Pair Corralation between Kweichow Moutai and Guangzhou Zhujiang
Assuming the 90 days trading horizon Kweichow Moutai Co is expected to generate 1.14 times more return on investment than Guangzhou Zhujiang. However, Kweichow Moutai is 1.14 times more volatile than Guangzhou Zhujiang Brewery. It trades about 0.15 of its potential returns per unit of risk. Guangzhou Zhujiang Brewery is currently generating about 0.14 per unit of risk. If you would invest 126,690 in Kweichow Moutai Co on September 14, 2024 and sell it today you would earn a total of 29,890 from holding Kweichow Moutai Co or generate 23.59% return on investment over 90 days.
Time Period | 3 Months [change] |
Direction | Moves Together |
Strength | Strong |
Accuracy | 100.0% |
Values | Daily Returns |
Kweichow Moutai Co vs. Guangzhou Zhujiang Brewery
Performance |
Timeline |
Kweichow Moutai |
Guangzhou Zhujiang |
Kweichow Moutai and Guangzhou Zhujiang Volatility Contrast
Predicted Return Density |
Returns |
Pair Trading with Kweichow Moutai and Guangzhou Zhujiang
The main advantage of trading using opposite Kweichow Moutai and Guangzhou Zhujiang positions is that it hedges away some unsystematic risk. Because of two separate transactions, even if Kweichow Moutai position performs unexpectedly, Guangzhou Zhujiang can make up some of the losses. Pair trading also minimizes risk from directional movements in the market.
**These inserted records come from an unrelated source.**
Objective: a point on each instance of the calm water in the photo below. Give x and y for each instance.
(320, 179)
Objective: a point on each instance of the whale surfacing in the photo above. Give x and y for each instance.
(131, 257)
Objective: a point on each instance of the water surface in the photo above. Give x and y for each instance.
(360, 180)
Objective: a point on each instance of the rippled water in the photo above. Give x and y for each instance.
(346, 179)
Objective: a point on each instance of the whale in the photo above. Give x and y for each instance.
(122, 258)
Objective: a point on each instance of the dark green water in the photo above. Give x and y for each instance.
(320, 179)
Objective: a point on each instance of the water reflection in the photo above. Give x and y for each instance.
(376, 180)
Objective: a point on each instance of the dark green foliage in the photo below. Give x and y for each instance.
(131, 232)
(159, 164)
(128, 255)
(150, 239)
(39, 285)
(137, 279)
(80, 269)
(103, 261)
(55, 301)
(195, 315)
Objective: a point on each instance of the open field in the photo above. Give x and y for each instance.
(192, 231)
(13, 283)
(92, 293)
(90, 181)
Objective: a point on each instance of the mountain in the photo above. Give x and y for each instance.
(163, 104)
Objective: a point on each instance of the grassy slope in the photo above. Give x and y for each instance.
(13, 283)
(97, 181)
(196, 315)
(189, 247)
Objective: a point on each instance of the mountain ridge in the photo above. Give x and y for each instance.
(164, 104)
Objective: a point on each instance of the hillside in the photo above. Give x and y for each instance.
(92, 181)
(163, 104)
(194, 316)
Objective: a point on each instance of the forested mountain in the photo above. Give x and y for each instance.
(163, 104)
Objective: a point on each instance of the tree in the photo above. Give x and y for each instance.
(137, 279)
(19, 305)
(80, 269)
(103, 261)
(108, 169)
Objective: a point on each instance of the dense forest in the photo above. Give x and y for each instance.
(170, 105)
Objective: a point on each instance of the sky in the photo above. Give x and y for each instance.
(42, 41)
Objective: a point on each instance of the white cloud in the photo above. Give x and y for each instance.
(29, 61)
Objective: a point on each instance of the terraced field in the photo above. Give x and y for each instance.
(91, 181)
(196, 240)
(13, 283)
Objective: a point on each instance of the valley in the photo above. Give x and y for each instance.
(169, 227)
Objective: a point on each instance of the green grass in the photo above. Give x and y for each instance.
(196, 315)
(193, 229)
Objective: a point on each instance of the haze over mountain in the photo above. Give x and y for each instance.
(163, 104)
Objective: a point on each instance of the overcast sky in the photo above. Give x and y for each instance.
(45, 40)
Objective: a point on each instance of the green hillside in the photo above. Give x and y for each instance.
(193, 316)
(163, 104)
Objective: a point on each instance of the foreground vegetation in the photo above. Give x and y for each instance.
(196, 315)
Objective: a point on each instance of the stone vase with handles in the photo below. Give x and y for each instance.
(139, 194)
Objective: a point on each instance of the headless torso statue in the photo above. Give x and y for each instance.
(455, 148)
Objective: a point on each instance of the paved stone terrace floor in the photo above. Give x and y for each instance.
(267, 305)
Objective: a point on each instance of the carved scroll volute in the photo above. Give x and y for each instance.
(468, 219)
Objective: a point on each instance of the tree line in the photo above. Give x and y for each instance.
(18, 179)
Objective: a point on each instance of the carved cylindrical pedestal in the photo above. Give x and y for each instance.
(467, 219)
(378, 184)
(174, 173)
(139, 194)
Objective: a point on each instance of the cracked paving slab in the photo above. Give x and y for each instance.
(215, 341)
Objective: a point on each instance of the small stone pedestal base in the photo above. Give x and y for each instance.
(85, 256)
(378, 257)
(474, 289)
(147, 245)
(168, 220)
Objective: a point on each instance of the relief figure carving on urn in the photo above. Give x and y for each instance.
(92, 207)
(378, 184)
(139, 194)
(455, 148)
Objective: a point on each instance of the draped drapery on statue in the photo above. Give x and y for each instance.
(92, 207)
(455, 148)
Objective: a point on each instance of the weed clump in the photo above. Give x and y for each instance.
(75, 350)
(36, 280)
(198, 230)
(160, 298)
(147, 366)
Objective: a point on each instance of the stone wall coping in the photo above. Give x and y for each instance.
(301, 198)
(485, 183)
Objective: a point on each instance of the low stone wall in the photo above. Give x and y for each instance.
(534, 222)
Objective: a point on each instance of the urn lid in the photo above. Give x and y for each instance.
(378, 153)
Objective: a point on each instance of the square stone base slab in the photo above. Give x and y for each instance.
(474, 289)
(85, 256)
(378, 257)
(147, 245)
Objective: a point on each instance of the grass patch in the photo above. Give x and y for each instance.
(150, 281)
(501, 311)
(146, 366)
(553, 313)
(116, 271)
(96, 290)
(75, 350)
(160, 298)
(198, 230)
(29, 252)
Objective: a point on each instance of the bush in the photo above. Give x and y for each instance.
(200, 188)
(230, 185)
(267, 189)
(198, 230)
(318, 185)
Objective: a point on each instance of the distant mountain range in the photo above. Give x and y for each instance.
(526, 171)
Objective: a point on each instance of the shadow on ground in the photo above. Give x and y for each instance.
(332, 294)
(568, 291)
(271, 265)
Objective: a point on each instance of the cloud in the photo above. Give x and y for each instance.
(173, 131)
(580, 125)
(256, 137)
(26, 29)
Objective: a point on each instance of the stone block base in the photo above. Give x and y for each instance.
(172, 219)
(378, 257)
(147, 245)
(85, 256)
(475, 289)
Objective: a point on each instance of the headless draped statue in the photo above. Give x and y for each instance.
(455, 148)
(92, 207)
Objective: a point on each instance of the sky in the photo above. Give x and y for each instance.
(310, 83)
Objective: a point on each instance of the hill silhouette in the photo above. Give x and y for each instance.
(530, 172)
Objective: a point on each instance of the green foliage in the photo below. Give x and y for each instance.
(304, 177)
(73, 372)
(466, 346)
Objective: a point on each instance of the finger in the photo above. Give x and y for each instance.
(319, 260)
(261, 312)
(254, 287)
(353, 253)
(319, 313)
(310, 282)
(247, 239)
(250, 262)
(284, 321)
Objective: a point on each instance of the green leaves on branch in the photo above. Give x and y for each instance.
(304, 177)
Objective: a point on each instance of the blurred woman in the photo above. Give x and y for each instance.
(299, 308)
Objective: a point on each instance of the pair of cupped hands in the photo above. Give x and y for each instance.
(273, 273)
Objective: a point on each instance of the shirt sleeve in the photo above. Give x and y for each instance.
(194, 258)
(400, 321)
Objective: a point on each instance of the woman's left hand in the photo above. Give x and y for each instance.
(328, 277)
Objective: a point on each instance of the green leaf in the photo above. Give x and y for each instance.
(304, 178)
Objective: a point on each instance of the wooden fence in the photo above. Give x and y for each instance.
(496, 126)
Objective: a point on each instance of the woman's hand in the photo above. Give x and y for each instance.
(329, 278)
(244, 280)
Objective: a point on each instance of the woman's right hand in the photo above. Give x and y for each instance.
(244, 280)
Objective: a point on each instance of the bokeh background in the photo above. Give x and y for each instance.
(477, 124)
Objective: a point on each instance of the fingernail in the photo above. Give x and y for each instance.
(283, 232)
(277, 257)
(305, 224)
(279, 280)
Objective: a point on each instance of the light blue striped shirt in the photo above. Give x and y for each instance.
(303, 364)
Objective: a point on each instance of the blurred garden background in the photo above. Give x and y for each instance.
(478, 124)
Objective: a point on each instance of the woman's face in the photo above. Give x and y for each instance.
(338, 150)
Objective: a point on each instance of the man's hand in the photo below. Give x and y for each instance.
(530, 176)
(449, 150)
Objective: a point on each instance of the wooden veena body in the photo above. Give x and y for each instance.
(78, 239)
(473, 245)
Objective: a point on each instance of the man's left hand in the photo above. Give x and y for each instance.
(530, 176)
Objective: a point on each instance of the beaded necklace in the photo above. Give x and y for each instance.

For example, if an entire industry or sector drops because of unexpected headlines, the short position in Guangzhou Zhujiang will offset losses from the drop in Guangzhou Zhujiang's long position.Kweichow Moutai vs. China Life Insurance | Kweichow Moutai vs. Cinda Securities Co | Kweichow Moutai vs. Piotech Inc A | Kweichow Moutai vs. Dongxing Sec Co |
Guangzhou Zhujiang vs. Industrial and Commercial | Guangzhou Zhujiang vs. Kweichow Moutai Co | Guangzhou Zhujiang vs. Agricultural Bank of | Guangzhou Zhujiang vs. China Mobile Limited |
Check out your portfolio center.Note that this page's information should be used as a complementary analysis to find the right mix of equity instruments to add to your existing portfolios or create a brand new portfolio. You can also try the My Watchlist Analysis module to analyze my current watchlist and to refresh optimization strategy. Macroaxis watchlist is based on self-learning algorithm to remember stocks you like.